Bleiben Sie also dran, denn das ist meine Geschichte, falls Sie dafür bereit sind. Vor langer Zeit war ich einmal der Wunderjunge. Später der Stumme aus Milford. Der Goldjunge. Der junge Ghost. Der Kleine. Der Schrankmann. Der Schlosskünstler. All das war ich.
Aber Sie dürfen mich Mike nennen.
KAPITEL ZWEI
NAHE PHILADELPHIA
SEPTEMBER 1999
Da war ich also, unterwegs zu meinem ersten richtigen Auftrag. Seit zwei Tagen ununterbrochen auf der Straße,
seit ich mein Zuhause verlassen hatte. Das alte Motorrad war kaputtgegangen, als ich gerade die Staatsgrenze nach Pennsylvania überquerte. Es ging mir schwer gegen den Strich, es dort am Straßenrand zurückzulassen, nach allem, was es für mich getan hatte. Die Freiheit. Das Gefühl, dass ich einfach aufspringen und von einem Moment auf den anderen allem davonfahren konnte. Aber verdammt, was blieb mir anderes übrig?
Ich nahm die Motorradtaschen hinten herunter und streckte den Daumen raus. Versuchen Sie mal zu trampen, wenn Sie nicht sprechen können. Nur zu, versuchen Sie es ruhig mal. Die ersten drei, die anhielten, konnten überhaupt nicht damit umgehen. Es spielte keine Rolle, dass ich ein nettes Gesicht hatte oder ziemlich fertig aussah nach all den einsamen Meilen auf der Straße. Eigentlich sollte es mich inzwischen nicht mehr überraschen, wie panisch die Leute reagieren, wenn sie jemandem begegnen, der ständig schweigt.
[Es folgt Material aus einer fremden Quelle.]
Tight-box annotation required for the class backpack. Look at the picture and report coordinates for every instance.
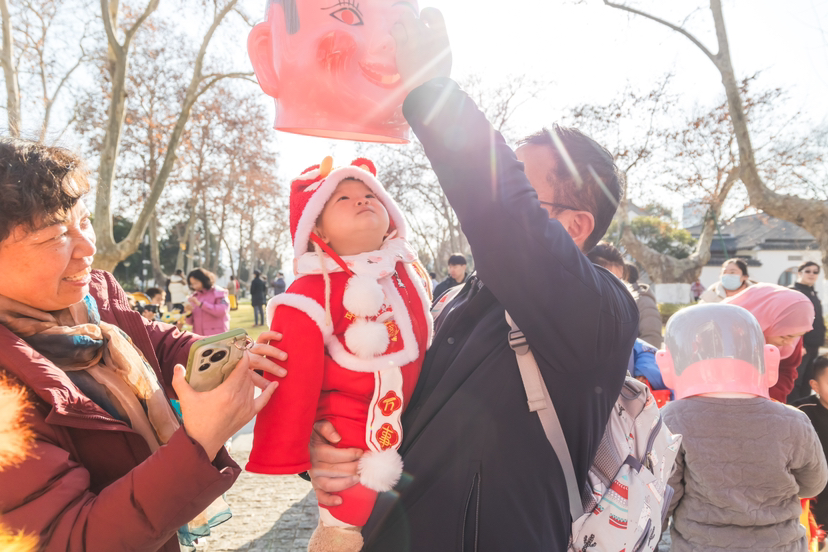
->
[506,312,681,552]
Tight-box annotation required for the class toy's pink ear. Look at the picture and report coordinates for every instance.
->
[247,21,279,98]
[656,349,676,390]
[765,345,779,389]
[351,157,377,176]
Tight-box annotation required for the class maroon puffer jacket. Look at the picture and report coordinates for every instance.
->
[0,270,240,552]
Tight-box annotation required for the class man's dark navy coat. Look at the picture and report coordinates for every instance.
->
[363,79,638,552]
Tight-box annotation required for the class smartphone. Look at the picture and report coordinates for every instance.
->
[186,329,253,391]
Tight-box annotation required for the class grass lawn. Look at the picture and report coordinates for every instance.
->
[230,299,266,341]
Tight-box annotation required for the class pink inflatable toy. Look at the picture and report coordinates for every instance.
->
[247,0,419,144]
[656,304,779,399]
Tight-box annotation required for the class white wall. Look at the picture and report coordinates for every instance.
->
[700,249,828,311]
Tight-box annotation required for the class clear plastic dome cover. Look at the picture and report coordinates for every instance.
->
[656,304,779,398]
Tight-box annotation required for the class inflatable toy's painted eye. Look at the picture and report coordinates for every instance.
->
[330,7,363,27]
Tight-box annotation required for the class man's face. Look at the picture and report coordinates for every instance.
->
[449,265,466,282]
[797,265,819,286]
[515,144,594,252]
[249,0,419,142]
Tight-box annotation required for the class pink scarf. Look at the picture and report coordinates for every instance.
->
[722,284,814,358]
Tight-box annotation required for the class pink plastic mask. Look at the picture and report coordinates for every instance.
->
[247,0,419,144]
[656,304,779,399]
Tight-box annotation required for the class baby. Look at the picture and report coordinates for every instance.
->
[656,304,828,552]
[247,157,432,552]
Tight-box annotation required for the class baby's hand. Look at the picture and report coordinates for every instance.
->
[308,420,362,506]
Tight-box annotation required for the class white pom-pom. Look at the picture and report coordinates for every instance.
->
[357,449,402,493]
[345,318,390,358]
[342,276,385,316]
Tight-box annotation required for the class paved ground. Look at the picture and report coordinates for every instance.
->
[196,434,670,552]
[196,434,318,552]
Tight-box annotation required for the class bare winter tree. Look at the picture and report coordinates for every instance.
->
[363,75,549,274]
[94,0,250,270]
[603,0,828,280]
[0,0,93,140]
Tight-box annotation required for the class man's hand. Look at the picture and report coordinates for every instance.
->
[249,330,287,378]
[172,354,278,461]
[308,420,362,506]
[391,8,451,90]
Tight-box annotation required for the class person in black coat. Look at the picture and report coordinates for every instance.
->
[311,8,638,552]
[250,270,267,328]
[788,261,825,404]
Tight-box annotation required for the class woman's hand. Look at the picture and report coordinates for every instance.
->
[249,330,287,378]
[308,420,362,506]
[172,354,284,462]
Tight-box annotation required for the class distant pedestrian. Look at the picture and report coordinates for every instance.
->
[788,261,825,403]
[250,270,267,328]
[795,356,828,540]
[227,276,239,310]
[699,259,753,303]
[656,302,828,552]
[187,268,230,336]
[434,254,467,299]
[723,283,814,402]
[690,278,704,301]
[428,272,438,295]
[168,268,190,311]
[624,263,664,349]
[273,272,287,297]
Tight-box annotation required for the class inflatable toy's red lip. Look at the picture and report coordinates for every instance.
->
[359,61,400,88]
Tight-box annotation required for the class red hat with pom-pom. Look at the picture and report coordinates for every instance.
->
[290,157,406,259]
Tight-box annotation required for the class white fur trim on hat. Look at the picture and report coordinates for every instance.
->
[293,165,408,259]
[342,275,385,316]
[357,449,403,493]
[345,318,391,358]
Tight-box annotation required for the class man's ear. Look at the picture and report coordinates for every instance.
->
[247,21,279,98]
[558,211,595,247]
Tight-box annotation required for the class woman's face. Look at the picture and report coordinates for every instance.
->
[765,332,805,347]
[0,201,95,311]
[722,263,747,282]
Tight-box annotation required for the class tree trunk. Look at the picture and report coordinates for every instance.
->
[94,0,247,270]
[149,215,167,287]
[0,0,21,137]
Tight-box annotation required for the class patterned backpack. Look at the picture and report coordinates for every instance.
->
[506,313,681,552]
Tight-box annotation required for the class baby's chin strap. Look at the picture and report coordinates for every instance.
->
[311,232,354,276]
[310,233,354,326]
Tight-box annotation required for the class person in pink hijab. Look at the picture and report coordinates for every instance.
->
[722,284,814,402]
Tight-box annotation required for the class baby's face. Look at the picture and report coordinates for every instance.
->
[316,178,389,255]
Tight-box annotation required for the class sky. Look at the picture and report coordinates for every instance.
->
[251,0,828,188]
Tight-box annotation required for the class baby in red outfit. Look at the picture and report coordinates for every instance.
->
[247,157,432,552]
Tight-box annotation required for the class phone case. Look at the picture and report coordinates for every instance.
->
[186,329,249,391]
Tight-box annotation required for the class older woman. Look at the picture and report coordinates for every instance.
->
[0,140,284,552]
[699,259,753,303]
[187,268,230,335]
[722,284,814,402]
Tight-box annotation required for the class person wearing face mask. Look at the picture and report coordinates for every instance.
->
[699,259,753,303]
[722,283,814,402]
[788,261,825,404]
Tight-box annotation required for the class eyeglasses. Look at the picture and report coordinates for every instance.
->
[538,200,583,211]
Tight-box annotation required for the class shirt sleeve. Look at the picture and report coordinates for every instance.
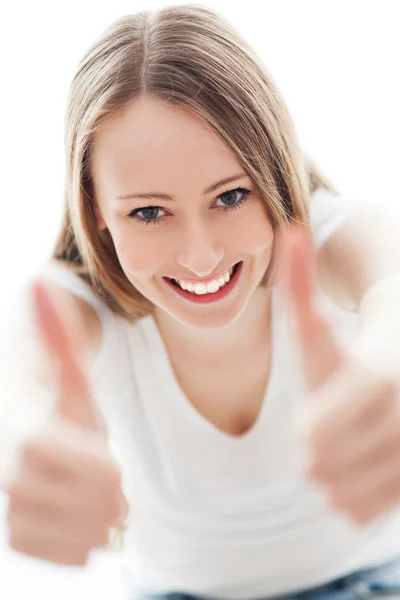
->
[310,188,361,248]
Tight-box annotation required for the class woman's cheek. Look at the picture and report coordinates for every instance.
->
[114,225,171,278]
[230,210,274,256]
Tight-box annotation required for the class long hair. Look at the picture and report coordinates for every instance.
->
[52,4,338,321]
[52,4,338,544]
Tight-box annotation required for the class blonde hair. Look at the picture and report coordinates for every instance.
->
[52,4,338,321]
[52,4,338,544]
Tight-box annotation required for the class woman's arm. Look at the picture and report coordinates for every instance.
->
[317,203,400,376]
[317,199,400,311]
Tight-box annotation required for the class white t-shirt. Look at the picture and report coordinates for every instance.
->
[3,190,400,600]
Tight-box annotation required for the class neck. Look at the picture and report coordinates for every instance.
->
[154,286,271,356]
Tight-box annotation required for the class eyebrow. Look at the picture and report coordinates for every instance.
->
[117,173,247,202]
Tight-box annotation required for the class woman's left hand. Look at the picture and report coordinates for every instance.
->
[282,226,400,524]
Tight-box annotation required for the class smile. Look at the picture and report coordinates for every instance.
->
[164,262,243,304]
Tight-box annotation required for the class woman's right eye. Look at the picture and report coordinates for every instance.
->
[128,206,165,225]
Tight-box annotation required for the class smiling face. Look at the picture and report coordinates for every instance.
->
[92,97,274,328]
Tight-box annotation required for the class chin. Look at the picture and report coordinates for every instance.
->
[168,307,244,330]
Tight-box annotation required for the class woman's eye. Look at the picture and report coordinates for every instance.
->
[217,188,250,210]
[128,188,251,225]
[128,206,164,225]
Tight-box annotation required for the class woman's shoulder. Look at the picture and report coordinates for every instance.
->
[310,188,361,248]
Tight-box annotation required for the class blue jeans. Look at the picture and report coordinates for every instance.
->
[146,558,400,600]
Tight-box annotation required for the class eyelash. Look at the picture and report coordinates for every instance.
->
[128,187,251,225]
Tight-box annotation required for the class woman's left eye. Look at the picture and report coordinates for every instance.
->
[217,188,250,210]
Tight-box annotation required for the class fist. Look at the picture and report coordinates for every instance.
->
[5,283,122,566]
[281,227,400,524]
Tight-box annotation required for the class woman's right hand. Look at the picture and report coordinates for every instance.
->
[5,283,122,565]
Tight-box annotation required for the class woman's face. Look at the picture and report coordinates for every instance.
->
[93,97,274,328]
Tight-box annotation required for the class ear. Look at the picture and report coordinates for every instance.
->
[93,200,107,231]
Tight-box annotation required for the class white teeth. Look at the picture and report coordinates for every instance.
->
[194,283,207,296]
[207,279,220,294]
[175,268,233,296]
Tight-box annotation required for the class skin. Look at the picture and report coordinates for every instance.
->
[6,99,400,565]
[93,97,274,344]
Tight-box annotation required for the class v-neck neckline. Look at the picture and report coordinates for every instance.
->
[140,287,281,445]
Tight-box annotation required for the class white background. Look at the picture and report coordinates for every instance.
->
[0,0,400,600]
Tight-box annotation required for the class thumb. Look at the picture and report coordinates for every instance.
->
[33,282,98,429]
[281,225,344,391]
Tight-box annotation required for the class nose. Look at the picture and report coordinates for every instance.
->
[176,221,225,277]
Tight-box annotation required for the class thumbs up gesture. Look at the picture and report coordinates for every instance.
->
[5,283,121,566]
[281,226,400,525]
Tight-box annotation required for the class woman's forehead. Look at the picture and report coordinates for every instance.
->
[92,99,243,193]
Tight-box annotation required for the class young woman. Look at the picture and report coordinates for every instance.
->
[2,5,400,600]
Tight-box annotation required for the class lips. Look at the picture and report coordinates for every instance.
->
[163,261,243,304]
[164,263,240,293]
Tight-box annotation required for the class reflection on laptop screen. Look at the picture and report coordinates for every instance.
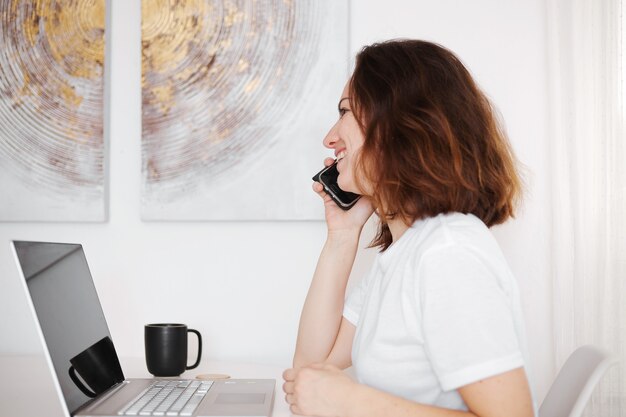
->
[13,241,123,413]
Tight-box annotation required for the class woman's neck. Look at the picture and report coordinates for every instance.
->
[387,217,411,242]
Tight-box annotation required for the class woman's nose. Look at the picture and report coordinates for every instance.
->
[322,124,338,149]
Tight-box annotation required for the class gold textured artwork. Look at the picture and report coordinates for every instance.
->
[0,0,106,221]
[141,0,348,220]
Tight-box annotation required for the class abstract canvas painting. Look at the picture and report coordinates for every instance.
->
[142,0,348,220]
[0,0,106,221]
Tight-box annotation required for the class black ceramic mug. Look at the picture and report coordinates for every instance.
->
[68,336,124,398]
[144,323,202,376]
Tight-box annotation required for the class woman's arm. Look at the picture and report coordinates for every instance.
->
[283,364,534,417]
[293,230,360,368]
[293,171,374,368]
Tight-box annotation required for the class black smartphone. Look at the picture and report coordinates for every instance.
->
[313,161,361,210]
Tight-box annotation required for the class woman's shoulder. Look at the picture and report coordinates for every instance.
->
[413,212,503,260]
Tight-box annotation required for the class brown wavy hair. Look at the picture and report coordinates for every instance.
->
[349,40,522,251]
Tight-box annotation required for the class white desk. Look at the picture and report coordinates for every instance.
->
[0,356,292,417]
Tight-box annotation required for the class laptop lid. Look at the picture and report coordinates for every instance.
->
[12,241,124,414]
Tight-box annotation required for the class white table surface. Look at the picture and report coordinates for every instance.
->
[0,356,292,417]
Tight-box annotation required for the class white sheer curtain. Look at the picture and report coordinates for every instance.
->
[547,0,626,417]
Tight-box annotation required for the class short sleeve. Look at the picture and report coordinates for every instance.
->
[419,245,524,391]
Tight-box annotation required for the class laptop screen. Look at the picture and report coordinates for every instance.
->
[13,241,124,413]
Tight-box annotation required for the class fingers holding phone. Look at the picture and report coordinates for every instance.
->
[313,158,374,229]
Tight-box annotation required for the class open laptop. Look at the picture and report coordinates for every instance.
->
[11,241,276,417]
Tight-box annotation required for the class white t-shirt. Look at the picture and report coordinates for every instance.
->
[343,213,536,414]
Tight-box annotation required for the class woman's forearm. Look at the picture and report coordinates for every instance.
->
[342,384,477,417]
[293,231,360,368]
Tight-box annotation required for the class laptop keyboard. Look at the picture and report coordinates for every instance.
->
[117,380,213,416]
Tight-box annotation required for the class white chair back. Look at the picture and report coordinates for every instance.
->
[539,345,618,417]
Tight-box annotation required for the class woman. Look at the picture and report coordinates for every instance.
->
[283,40,535,417]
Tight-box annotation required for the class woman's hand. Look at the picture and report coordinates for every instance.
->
[313,158,374,233]
[283,363,358,417]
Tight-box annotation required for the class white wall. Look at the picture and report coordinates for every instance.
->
[0,0,554,399]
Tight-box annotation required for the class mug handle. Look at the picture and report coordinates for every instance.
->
[185,329,202,369]
[67,366,96,398]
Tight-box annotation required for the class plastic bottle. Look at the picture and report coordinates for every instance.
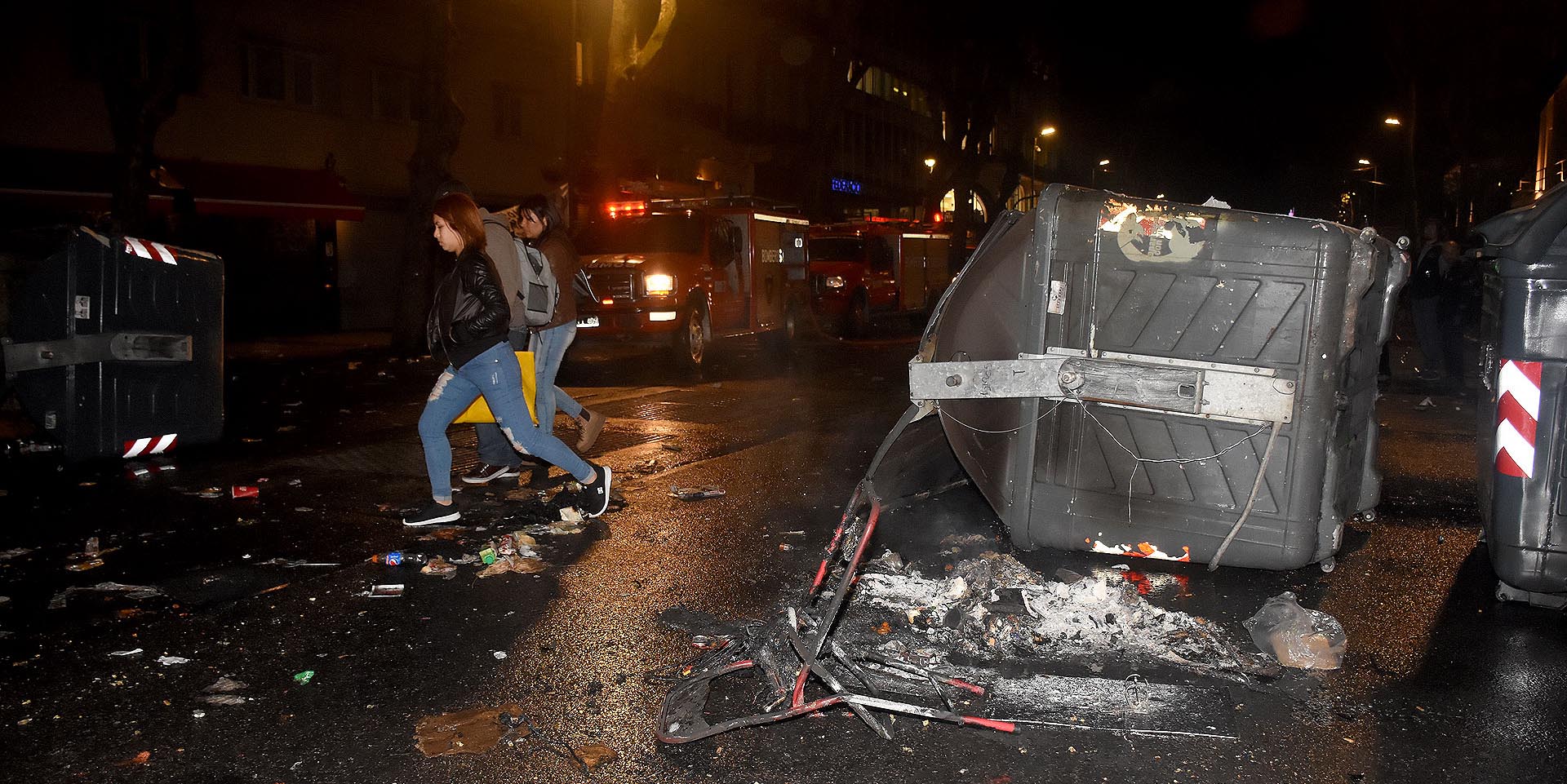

Folglich brauchte ich eine Weile, um dort anzukommen. Zwei
Tage seit dem Anruf, inklusive einer Menge Ärger und Mühe.
Dann tauchte ich endlich auf, müde, hungrig und dreckig. So viel zu einem guten ersten Eindruck.
Das hier war die Blue Crew. Die Jungs, die der Ghost als solide und zuverlässig bezeichnete. Nicht gerade als die Spitzenleute, aber als professionell. Auch wenn sie manchmal einen etwas groben Ton draufhatten. Wie die meisten Typen aus New York. Das war alles, was man mir über sie gesagt hatte. Das Übrige würde ich gleich selbst herausfinden.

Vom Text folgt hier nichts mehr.